Increase of neutrophil adhesion and vasoconstriction with platelet deposition after deep arterial injury by angioplasty

Physiopathologic events after arterial injury are largely influenced by blood element reactions with the injured surface. To determine acute arterial reactivity to injury, simultaneous chromium 51-labeled platelet deposition and indium 111-labeled neutrophil adhesion were quantified at the site of different degrees of carotid arterial injury by balloon dilatation in 21 normal pigs. The degree of vasoconstriction distally to the dilated areas was also quantified angiographically. Arteries were classified histologically as (1) uninjured with intact endothelium; (2) mildly injured with endothelial desquamation; or (3) deeply injured with lesions extending beyond internal elastic lamina, exposing the media. We found that, compared to mild injury, deep injury was associated with greater platelet deposition (38.2 ± 5.7 × 106/cm2 vs 7.8 ± 0.9 × 106/cm2; p < 0.05), neutrophil adhesion (30.6 ± 4.1 × 104/cm2 vs 10.2 ± 2.9 × 104/cm2; p < 0.05), and vasoconstrictive response (45.5% ± 3.2% vs 26.7% ± 2.8%; p < 0.05).

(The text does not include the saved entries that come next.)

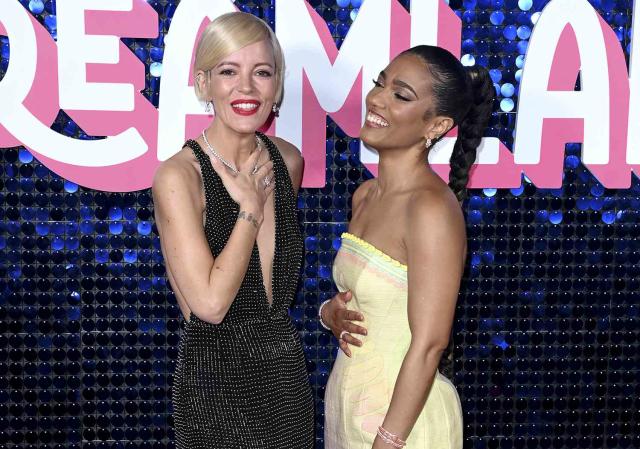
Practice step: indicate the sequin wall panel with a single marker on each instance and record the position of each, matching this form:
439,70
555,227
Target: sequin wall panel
545,343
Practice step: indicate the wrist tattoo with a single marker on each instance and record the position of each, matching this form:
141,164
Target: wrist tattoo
249,217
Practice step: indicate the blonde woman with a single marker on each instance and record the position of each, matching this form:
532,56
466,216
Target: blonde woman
225,209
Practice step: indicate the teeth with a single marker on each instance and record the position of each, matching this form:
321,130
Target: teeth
376,119
246,106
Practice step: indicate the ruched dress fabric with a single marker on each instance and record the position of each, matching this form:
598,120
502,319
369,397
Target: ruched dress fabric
359,389
243,383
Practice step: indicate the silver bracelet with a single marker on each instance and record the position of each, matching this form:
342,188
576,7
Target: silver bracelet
324,303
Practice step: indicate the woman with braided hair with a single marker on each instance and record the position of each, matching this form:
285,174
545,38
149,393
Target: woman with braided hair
400,264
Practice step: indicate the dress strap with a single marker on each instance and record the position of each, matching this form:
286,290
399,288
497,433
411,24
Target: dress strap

Although distally to both types of injuries, noninjured arterial segments with intact endothelium were thromboresistant to platelet deposition, neutrophil adhesion to intact endothelium was much higher after deep injury (2.2 ± 0.4 × 104/cm2) compared to mild injury (0.36 ± 0.1 × 104/cm2; p < 0.05). Like platelet deposition, neutrophil adhesion is influenced by the severity of arterial injury; both may therefore be implicated in thrombogenesis and vascular responsiveness after arterial injury in vivo.